Wills then provides a perspective on the emergence of Church and state, under the guidance of Constantine in Constantinople. From there Wills outlines Rome’s struggle for power through the “fictive office of Peter” and other “inventions.” He argues that the current papacy cannot be traced directly back to Peter, as “the Roman Church, not having a bishop until the second century, could not have recorded a line of bishops before that, and was hazily sketched in after that.”

A few chapters are devoted to discussing the “outright war” against American pluralism declared by Pope Leo XIII in the late 1800s and the Church’s later reversal on the issue.

Following chapters deal with the Church and anti-Semitism. “That the Christian Church, both Western and Eastern, both Catholic and Protestant, was for so long anti-Semitic is a tragic absurdity,” he writes.

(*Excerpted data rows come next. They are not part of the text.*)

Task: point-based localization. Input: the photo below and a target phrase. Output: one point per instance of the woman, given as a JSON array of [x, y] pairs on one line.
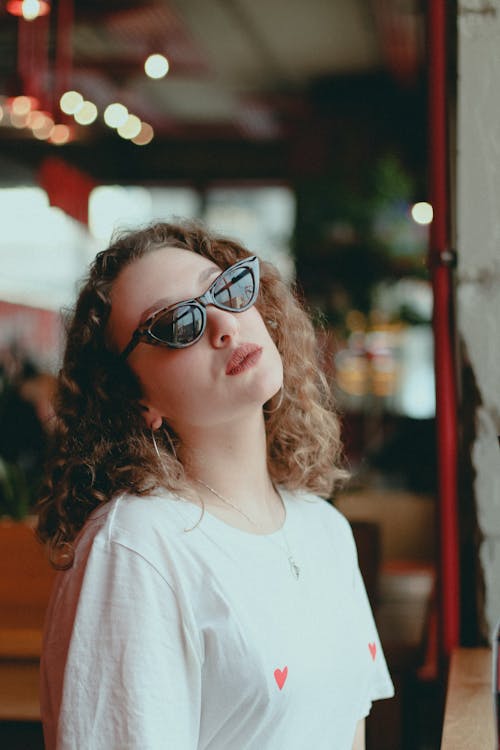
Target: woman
[[209, 598]]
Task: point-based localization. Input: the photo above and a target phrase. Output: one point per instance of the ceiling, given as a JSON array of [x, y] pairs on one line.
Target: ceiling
[[241, 71]]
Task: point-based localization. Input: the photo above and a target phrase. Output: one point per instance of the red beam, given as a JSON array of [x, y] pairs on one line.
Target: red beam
[[444, 332]]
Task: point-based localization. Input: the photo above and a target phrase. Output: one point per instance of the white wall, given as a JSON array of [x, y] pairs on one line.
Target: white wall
[[478, 245]]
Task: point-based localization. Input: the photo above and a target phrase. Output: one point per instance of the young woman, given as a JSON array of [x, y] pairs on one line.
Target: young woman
[[208, 598]]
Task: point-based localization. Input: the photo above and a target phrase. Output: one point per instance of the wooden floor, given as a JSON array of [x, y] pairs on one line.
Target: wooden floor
[[469, 713]]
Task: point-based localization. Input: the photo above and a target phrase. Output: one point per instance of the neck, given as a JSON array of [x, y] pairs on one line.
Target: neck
[[232, 459]]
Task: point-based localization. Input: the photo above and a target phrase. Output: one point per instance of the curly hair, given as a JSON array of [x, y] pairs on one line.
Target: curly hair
[[102, 444]]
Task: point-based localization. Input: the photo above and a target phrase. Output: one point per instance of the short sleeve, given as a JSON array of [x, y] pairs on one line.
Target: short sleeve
[[132, 673], [378, 683]]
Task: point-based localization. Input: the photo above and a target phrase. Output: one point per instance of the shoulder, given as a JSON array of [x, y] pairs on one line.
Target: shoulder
[[317, 508], [147, 524], [321, 518]]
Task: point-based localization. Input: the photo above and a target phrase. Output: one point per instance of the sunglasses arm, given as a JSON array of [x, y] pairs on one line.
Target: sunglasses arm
[[131, 345]]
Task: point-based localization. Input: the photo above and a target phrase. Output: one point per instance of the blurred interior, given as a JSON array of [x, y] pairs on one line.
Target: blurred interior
[[298, 128]]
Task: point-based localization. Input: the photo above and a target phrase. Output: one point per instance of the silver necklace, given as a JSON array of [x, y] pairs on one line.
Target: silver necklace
[[294, 568]]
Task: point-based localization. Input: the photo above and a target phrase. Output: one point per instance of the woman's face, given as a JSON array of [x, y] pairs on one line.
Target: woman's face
[[198, 386]]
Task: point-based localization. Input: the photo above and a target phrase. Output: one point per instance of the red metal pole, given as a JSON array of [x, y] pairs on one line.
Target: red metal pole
[[440, 262]]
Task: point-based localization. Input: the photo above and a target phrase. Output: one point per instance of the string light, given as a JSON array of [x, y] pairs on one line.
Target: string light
[[131, 128], [145, 135], [115, 115], [422, 213], [28, 9], [156, 66], [22, 105], [71, 102], [44, 129], [60, 134], [86, 114]]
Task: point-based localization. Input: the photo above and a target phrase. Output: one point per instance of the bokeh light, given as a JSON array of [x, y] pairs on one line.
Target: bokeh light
[[71, 102], [156, 66], [422, 212], [44, 128], [60, 134], [131, 128], [115, 115], [145, 135], [87, 114]]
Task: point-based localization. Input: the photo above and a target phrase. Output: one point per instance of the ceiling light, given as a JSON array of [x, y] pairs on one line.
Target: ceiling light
[[156, 66], [422, 213], [71, 102], [86, 114], [145, 136], [131, 128], [115, 115], [21, 105], [28, 9]]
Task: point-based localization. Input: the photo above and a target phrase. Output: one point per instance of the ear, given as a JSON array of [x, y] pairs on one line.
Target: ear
[[152, 417]]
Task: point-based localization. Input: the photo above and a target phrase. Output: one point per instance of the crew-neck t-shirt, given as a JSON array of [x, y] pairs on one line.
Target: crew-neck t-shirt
[[175, 633]]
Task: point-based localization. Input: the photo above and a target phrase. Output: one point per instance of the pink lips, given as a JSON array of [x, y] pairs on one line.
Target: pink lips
[[244, 357]]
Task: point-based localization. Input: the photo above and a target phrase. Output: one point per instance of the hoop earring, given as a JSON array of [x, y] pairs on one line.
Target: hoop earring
[[278, 405], [166, 474]]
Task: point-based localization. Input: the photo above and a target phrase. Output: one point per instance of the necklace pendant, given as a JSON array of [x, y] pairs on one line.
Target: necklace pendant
[[294, 568]]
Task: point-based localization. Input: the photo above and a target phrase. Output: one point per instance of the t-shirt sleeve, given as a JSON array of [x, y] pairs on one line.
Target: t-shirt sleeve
[[132, 677], [377, 683]]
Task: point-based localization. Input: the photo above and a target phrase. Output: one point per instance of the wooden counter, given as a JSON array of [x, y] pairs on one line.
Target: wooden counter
[[469, 717]]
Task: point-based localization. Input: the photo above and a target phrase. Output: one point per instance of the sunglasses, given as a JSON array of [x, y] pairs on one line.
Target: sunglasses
[[183, 324]]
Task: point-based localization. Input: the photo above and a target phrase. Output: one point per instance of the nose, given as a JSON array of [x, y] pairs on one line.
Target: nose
[[222, 326]]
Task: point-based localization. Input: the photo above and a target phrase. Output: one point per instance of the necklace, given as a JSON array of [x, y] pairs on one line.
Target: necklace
[[294, 568]]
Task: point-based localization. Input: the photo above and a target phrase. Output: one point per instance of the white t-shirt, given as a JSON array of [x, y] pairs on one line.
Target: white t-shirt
[[164, 639]]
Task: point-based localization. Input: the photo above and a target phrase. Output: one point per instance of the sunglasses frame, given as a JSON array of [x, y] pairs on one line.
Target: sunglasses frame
[[144, 334]]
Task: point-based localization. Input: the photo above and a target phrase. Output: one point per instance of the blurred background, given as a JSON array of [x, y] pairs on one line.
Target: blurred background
[[301, 130]]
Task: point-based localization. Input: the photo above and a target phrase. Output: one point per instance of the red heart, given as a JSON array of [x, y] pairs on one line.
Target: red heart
[[280, 676]]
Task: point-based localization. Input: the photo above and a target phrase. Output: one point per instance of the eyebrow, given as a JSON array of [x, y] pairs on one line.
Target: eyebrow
[[167, 301]]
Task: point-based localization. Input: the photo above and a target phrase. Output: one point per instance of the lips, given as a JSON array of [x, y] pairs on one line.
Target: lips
[[244, 357]]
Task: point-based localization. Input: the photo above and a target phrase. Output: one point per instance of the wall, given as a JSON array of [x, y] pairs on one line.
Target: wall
[[478, 273]]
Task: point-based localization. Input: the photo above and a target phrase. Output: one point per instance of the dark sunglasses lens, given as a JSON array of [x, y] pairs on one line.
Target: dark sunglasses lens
[[179, 326], [235, 289]]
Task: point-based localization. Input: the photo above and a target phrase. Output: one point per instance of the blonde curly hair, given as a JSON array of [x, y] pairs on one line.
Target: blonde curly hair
[[103, 446]]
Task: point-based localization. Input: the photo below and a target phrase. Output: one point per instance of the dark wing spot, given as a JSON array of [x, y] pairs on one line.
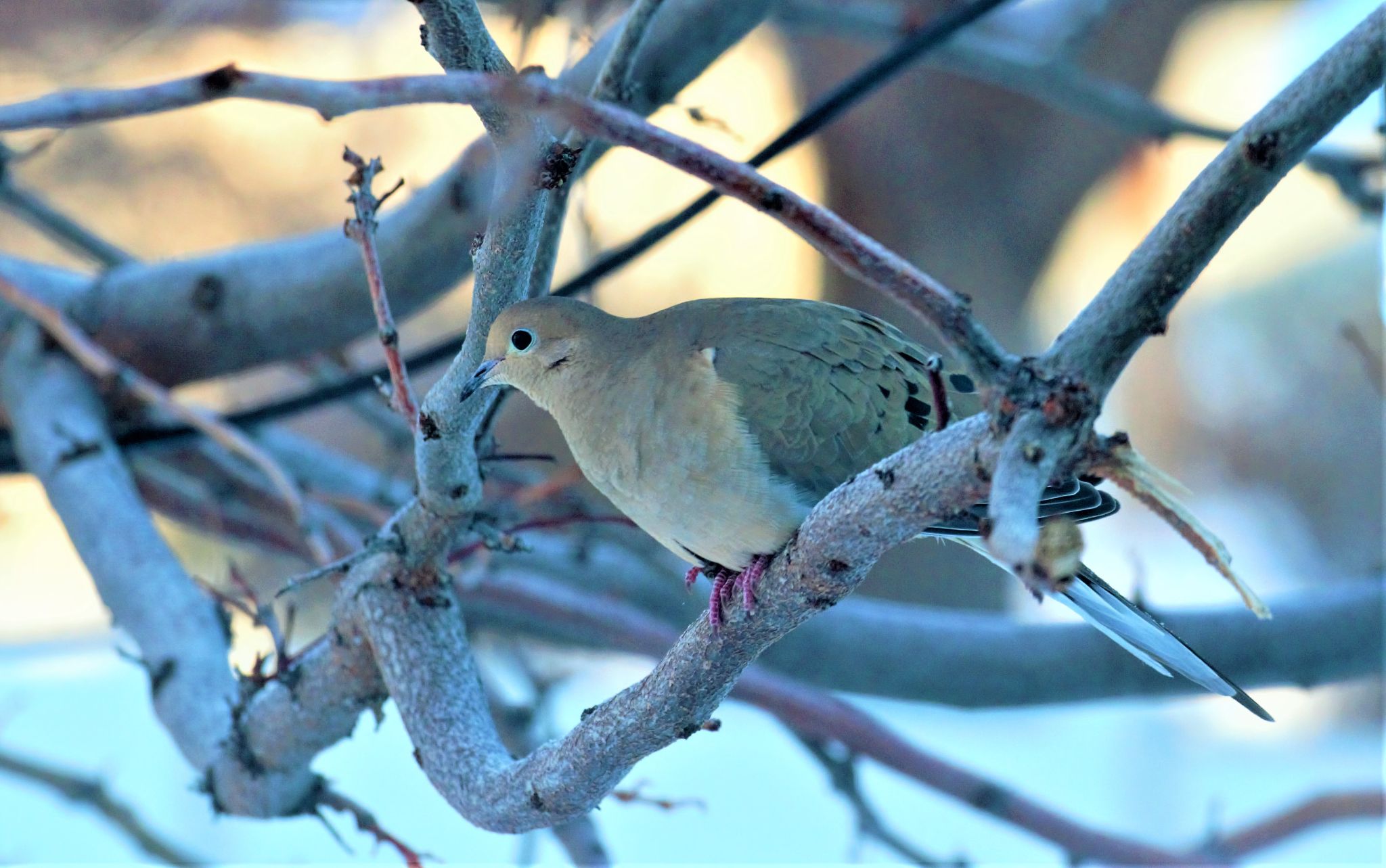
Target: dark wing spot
[[874, 326], [916, 408], [962, 383]]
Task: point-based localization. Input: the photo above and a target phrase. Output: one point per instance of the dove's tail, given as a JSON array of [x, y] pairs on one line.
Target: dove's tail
[[1137, 631]]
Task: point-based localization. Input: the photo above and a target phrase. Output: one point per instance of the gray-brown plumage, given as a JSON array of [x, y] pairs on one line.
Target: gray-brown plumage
[[717, 425]]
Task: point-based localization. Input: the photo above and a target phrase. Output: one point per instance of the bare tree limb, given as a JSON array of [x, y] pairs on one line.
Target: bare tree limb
[[1364, 804], [612, 85], [203, 317], [37, 211], [107, 368], [842, 773], [1076, 373], [977, 660], [93, 794], [843, 244], [818, 716], [362, 231], [1055, 79], [64, 442], [1138, 297]]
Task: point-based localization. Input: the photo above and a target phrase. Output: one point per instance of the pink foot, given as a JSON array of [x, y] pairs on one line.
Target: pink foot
[[748, 577], [721, 583], [727, 583]]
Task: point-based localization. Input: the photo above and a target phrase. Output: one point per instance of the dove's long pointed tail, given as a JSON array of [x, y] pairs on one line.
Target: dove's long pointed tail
[[1137, 631]]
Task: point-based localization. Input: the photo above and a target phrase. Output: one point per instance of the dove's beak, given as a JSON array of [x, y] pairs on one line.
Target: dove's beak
[[478, 379]]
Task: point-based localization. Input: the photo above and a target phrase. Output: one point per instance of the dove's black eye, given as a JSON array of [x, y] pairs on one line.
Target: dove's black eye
[[522, 340]]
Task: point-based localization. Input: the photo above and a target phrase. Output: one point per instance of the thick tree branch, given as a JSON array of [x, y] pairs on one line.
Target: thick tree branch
[[977, 660], [203, 317], [842, 243], [416, 630], [1137, 301], [1056, 398], [103, 365]]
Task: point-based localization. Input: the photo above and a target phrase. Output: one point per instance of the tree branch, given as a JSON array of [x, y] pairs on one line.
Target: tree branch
[[107, 368], [1137, 301], [63, 438], [1055, 403], [95, 794], [842, 243], [203, 317], [53, 222]]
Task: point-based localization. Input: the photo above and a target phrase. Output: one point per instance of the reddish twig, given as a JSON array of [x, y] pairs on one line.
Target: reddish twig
[[108, 369], [637, 796], [1364, 804], [817, 714], [834, 237], [366, 823], [933, 368], [504, 539], [362, 231]]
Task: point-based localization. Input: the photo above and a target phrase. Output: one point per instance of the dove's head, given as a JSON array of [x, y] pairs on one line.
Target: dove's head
[[539, 344]]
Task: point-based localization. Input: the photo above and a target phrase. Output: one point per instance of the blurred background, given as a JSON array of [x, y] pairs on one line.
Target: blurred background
[[1022, 206]]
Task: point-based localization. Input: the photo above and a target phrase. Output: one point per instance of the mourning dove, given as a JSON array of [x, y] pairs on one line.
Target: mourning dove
[[717, 425]]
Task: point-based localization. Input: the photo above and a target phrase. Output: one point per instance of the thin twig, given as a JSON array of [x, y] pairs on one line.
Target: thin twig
[[635, 795], [505, 540], [817, 714], [1123, 465], [1364, 804], [1371, 358], [612, 83], [93, 794], [362, 231], [366, 823], [60, 227], [107, 368], [847, 247], [832, 106], [842, 771], [1054, 79]]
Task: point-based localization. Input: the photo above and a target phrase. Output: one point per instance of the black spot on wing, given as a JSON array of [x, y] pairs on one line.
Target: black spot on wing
[[916, 408]]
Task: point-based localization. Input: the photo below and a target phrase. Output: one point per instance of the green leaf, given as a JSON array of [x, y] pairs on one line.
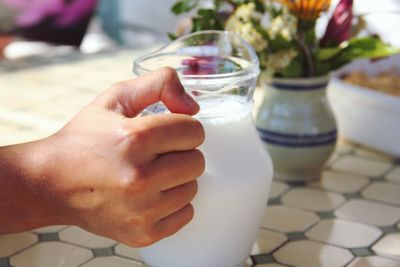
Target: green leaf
[[183, 6], [207, 19], [366, 47]]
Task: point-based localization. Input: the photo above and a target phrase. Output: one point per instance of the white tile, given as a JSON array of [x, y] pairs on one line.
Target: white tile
[[388, 246], [51, 254], [76, 235], [306, 253], [385, 192], [341, 182], [128, 252], [312, 199], [394, 175], [370, 168], [50, 229], [286, 219], [369, 212], [267, 241], [277, 189], [372, 154], [373, 261], [112, 261], [10, 244], [343, 233]]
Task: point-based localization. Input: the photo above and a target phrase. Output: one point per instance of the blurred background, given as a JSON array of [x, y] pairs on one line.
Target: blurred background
[[49, 27]]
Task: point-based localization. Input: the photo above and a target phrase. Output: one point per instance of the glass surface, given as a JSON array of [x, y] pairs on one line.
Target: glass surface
[[219, 69]]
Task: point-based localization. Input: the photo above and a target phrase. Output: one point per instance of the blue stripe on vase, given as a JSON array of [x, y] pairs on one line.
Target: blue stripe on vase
[[297, 87], [298, 145], [297, 136], [298, 140]]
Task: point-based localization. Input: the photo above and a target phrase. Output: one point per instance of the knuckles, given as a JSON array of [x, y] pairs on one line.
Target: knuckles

By the time the reader reaches Chapter 16 it is clear that Wills is building a case for change by showing where the Church has flip-flopped or by insisting that there is not enough historical evidence of a tradition’s origins for it to retain a place of importance in the modern Church.  

Here the book begins to deal with current and divisive issues. Wills shows his polarizing views on sexuality, contraception, abortion, the role of women in the Church and more.

While he does not make a clear pronouncement on what is right or wrong in each of these cases, he leans heavily on evidence which contradicts the Church’s official position when there is evidence readily available. For example, in the section where he deals with the effectiveness of natural family planning, which he refers to as the “rhythm method,” Wills not only cites outdated materials but he makes inaccurate claims.

For Wills, the Church’s teachings about sex are in need of change to bring them in line with the real lives of real Catholics. Yet he appears to ignore the reality that today, in 2015, there are a host of resources — from teaching practitioners to phone apps which make it easier than ever to follow the Church’s teaching on family planning. Wills is highly critical of Pope John Paul II’s teachings on the human body and sexuality, but his critique relies rather heavily on personal opinion.
There is a similar approach to abortion, where he argues that “abortion cannot be forbidden on scriptural grounds” and provides several arguments which favour a woman’s right to choose.

“Those who invoke the murky ‘rights’ of a fetus over the undoubted rights of a prospective mother seem to be backing a cloudy prospect over an assured fact,” he writes.

In the end, Wills sees Pope Francis as the catalyst for inevitable change in the Church. However, he has expounded issues which, particularly in the United States and in Canada, are clearly divisive and which would require outright reversal of Church teaching for there to be the kind of change he envisions. He does not think that Pope Francis will make these changes alone, but will “encourage others to respond with him.”

The greatest problem is that Wills’ view of the Church today is stuck in the past. He is dwelling on American issues rooted in the 1960s.

To a Canadian, living and breathing Church teaching with positive and healthy results, this book comes across as stuffy and misguided, even though there are some interesting points worth considering. While those who already agree with him on contentious contemporary issues might praise this book, it will do little to sway opinions from the other side.